Data from the 1996 MEPS HC indicate that satisfaction with usual source of health care is nearly universal. Even so, almost 12 percent of families had members who had changed their usual source of care within the last 12 months, frequently for quality-of-care or insurance-related reasons. A 12-percent annual rate of change suggests a potentially high rate of turnover in usual sources of health care in the long run.

Nearly 18 percent of the civilian noninstitutionalized population had no usual source of health care in 1996, and almost 12 percent of families had members who experienced difficulty or delay in obtaining health care or did not receive needed care. However, these experiences were not distributed evenly across the population. Two groups were consistently at higher risk of lacking a usual source of care and experiencing barriers to obtaining care: Hispanics and the uninsured.

Hispanic Americans were substantially more likely than other Americans to lack a usual source of health care and were more likely to use hospital-based sources when they did have a usual source of care. In addition, families with a Hispanic head of family were more likely than others to experience obstacles to receiving care, particularly the inability to afford health care. This lack of access to health care among the Hispanic population of the United States may reflect the fact that they were among the most likely to be uninsured (Beauregard, Drilea, and Vistnes, 1997; istnes and Monheit, 1997).

Lacking health insurance is a major factor associated with the access-to-care measures presented in this report. Uninsured individuals under age 65 were substantially more likely than others to lack a usual source of health care. Similarly, families in which one or more members lacked health insurance were more likely than other families to experience obstacles that resulted in difficulty or delays in receiving care or not receiving needed medical care. Among families that experienced such barriers, those with uninsured members generally were more likely than those in which everyone had health insurance to be unable to afford needed health care.

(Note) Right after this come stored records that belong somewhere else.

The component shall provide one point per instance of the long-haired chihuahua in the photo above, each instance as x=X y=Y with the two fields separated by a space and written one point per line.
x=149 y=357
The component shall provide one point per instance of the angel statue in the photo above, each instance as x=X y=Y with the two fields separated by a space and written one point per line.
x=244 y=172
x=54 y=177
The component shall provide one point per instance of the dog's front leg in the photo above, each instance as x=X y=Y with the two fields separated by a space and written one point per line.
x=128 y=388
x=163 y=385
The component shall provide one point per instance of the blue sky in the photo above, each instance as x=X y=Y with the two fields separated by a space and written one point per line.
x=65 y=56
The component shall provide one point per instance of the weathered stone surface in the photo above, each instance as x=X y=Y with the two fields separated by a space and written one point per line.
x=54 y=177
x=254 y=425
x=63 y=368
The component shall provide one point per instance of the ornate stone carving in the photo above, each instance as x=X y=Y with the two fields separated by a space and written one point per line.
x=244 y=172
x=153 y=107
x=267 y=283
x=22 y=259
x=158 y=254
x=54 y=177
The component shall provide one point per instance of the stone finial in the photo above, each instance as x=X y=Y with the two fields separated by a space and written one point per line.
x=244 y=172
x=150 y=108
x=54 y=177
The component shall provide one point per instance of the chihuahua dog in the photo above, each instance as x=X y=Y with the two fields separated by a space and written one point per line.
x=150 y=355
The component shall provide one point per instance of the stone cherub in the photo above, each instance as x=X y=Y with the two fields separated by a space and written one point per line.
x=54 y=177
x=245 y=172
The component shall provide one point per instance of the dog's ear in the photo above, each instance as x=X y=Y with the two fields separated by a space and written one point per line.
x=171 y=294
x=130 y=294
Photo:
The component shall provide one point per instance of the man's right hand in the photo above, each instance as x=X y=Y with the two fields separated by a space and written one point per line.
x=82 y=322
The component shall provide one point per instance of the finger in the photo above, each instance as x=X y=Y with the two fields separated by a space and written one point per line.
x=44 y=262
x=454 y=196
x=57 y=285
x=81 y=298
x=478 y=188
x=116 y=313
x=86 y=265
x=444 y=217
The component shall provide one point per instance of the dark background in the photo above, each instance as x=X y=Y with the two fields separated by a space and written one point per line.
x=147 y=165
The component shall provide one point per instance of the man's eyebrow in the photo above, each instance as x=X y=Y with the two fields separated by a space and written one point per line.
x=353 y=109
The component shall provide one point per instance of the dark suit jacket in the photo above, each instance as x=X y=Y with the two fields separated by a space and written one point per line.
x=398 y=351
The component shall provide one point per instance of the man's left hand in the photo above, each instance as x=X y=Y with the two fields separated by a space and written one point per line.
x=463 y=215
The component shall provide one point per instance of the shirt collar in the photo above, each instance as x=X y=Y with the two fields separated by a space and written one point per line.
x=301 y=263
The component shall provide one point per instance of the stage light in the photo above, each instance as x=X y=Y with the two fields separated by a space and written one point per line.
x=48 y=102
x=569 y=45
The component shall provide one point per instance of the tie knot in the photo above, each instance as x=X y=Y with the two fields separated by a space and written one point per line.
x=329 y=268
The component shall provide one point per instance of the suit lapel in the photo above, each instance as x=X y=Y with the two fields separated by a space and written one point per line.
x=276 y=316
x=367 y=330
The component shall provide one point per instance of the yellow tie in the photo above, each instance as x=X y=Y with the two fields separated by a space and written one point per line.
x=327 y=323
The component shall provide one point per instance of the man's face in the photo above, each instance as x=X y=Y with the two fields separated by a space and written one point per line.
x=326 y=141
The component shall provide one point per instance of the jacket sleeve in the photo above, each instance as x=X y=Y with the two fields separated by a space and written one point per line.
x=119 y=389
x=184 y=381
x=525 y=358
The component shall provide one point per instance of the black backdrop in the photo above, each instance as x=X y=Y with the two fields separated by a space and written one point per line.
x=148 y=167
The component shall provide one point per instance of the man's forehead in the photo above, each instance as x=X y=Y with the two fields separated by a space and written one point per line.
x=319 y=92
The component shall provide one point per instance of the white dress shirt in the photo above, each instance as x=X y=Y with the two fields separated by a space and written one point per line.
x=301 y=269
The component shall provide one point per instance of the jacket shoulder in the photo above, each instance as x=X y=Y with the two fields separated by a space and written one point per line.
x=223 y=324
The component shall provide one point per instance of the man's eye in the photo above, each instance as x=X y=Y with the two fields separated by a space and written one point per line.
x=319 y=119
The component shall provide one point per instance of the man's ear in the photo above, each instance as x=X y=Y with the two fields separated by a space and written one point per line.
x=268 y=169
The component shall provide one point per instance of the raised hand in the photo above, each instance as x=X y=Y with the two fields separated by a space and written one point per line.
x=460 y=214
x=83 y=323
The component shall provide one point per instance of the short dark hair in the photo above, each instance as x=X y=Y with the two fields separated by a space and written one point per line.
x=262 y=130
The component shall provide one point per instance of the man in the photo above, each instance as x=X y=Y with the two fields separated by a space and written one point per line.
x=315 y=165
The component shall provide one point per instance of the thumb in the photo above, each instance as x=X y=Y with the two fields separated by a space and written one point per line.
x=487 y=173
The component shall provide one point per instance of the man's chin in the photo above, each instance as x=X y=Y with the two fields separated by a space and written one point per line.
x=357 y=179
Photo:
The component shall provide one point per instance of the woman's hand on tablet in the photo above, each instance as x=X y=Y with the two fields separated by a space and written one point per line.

While there are substantial barriers to access to health care among persons and families that are uninsured, having health insurance does not guarantee that health care will be accessible or affordable. A substantial minority of persons with private health insurance still reported having no usual source of care. Similarly, more than two-thirds of privately insured families experiencing barriers to health care cited affordability or health insurance problems as the main reason for their difficulty. MEPS results indicate that insurance coverage is strongly associated with access to health care. Monitoring the relationship between health insurance coverage and measures of access to health care will provide important information in future years as the Nation continues efforts to constrain health care costs while placing increased emphasis on quality of care.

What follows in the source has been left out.